Bevy of US data releases
· There are no Chinese economic indicators of note over the week, so the spotlight will clearly be on the US economic data releases.
· The week kicks off on Tuesday with no fewer than half dozen economic events scheduled. Data on durable goods orders is released – a key measure of business investment. Durable goods are generally regarded as goods that last longer than three years such as aircraft, fridges and computers. Orders may have fallen by 1.2 per cent in April after lifting by 4.7 per cent in March.
· Also on Tuesday, two data releases on home prices are released with consumer confidence, new home sales, the Richmond Federal Reserve survey and weekly data on chain store sales. Home prices may have risen by 0.8 per cent in March to stand almost 5 per cent higher than a year ago. And new home sales may have rebounded by 7.1 per cent in April after slumping by 11.4 per cent in March.

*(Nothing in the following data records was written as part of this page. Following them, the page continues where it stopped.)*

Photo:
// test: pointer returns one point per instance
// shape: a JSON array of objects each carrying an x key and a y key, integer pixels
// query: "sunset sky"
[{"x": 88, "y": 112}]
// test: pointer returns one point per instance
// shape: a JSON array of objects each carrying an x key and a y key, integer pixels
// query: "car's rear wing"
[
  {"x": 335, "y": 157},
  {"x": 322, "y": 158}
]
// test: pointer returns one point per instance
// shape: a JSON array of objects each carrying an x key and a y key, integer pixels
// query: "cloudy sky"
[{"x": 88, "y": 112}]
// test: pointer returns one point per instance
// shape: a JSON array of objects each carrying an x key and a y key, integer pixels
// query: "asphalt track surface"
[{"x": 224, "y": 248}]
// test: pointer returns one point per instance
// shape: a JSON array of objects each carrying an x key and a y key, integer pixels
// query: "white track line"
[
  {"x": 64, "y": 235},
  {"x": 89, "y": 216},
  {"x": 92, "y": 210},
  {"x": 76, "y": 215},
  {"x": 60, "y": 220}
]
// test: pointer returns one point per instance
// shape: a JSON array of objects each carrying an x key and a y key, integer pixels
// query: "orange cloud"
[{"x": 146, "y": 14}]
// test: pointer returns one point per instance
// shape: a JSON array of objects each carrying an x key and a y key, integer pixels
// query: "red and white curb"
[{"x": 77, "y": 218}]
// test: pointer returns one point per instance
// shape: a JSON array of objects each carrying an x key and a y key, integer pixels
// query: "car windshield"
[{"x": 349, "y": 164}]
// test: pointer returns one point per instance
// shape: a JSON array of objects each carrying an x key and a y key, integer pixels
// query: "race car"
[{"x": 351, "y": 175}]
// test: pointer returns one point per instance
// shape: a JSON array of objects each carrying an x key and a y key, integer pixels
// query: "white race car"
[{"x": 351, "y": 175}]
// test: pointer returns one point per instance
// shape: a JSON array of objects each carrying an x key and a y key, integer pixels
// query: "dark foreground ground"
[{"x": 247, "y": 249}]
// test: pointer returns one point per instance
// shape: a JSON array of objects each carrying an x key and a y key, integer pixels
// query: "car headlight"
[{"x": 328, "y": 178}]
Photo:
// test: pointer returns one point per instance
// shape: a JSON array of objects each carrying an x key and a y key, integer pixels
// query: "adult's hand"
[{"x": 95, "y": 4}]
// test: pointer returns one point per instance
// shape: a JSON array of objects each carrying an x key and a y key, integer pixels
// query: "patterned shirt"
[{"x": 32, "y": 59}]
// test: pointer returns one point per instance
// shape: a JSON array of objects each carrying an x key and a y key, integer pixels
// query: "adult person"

· On Wednesday, the “flash” Markit purchasing managers survey for the services sector is released together with both the Dallas and Texas surveys on the services sector and weekly survey of housing finance.
· On Thursday, data on pending home sales is issued together with the usual weekly figures on claims for unemployment insurance.
· And on Friday in the US, the preliminary estimates of economic growth are released for the March quarter. The “flash” or advance reading showed the economy growing at a scant 0.2 per cent annual rate. But following weak trade data, economists now expect that the economy went backwards by 0.6 per cent. Clearly the figures will make it more difficult for the Federal Reserve to lift interest rates in coming months.
· Also out on Friday is the final estimate of consumer sentiment for May together with a speech by the Federal Reserve chair Janet Yellen and the Chicago purchasing manager’s survey.
Sharemarket, interest rates, currencies & commodities
· Volatility trailed off for the Australian sharemarket last year but it has edged higher in recent months. Using a measure tracking the number of days in the month that the ASX 200 rose or fell by more than 1 per cent, volatility hit 8-year lows over August and September last year.
· But the rolling annual total of ‘volatile’ days has lifted from 32 days to 43 days on uncertainty about the outlook for the resources sector and about the timing of US interest rate hikes. And the uncertainty looks set to linger a little longer.